Contact: Rep. Sondy Pope
MADISON, Wis. – Recently, Republican leadership and the co-chairs of the Blue Ribbon Commission on School Funding (BRCSF) declared they will not support Governor Evers’ plan to increase special education funding. Throughout both the Governor’s budget listening sessions and the public hearings for the BRCSF, education advocates and the public made it clear that special education funding is a priority that would put desperately needed resources directly into schools to adequately serve kids with special needs.
“It’s extremely disappointing to see the lack of commitment from the GOP to work together with the governor on what should be a non-partisan issue. After eight years of stagnation, our schools desperately need this boost in funding for students with special challenges,” Rep. Pope said. “While I remain optimistic for schools in Wisconsin, I’m not surprised that Republicans are continuing their stubborn notion of bi-partisanship which means – ‘only on their terms.’”

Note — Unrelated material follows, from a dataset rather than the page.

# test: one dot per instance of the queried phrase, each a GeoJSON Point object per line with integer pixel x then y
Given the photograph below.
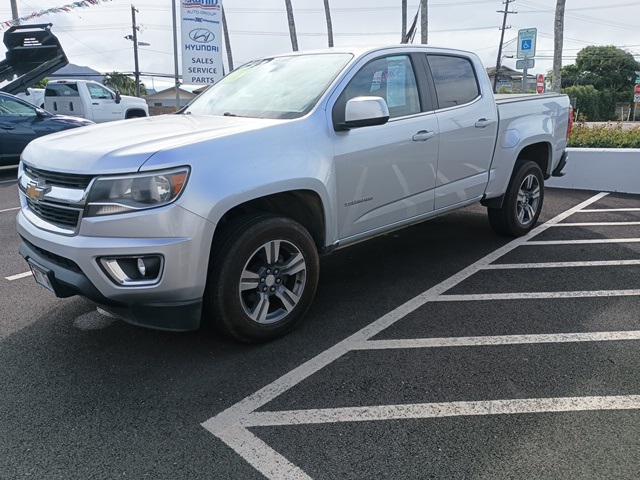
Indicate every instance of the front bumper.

This funding has been held flat for over a decade at a reimbursement rate of about 25%, while students attending private schools under the Special Needs Voucher Program are covered at a rate of 90%. Governor Evers’ budget increases the public school reimbursement rate to 30% in the first year of the biennium and to 60% in the second year. Increasing this reimbursement rate would not only directly help special needs students but would also free up district resources previously committed to special education costs. According to the Marquette Law poll, 55% of Wisconsinites believe that increased funding is needed for K-12 education.
“Governor Evers crafted this budget in response to what he heard directly from the people of Wisconsin. They made it clear that we must reinvest in our children’s futures and this investment can no longer wait. My democratic colleagues and I are committed to supporting the governor’s budget as it seeks to fill the funding gaps that have been created over the past eight years. Our kids deserve nothing less.”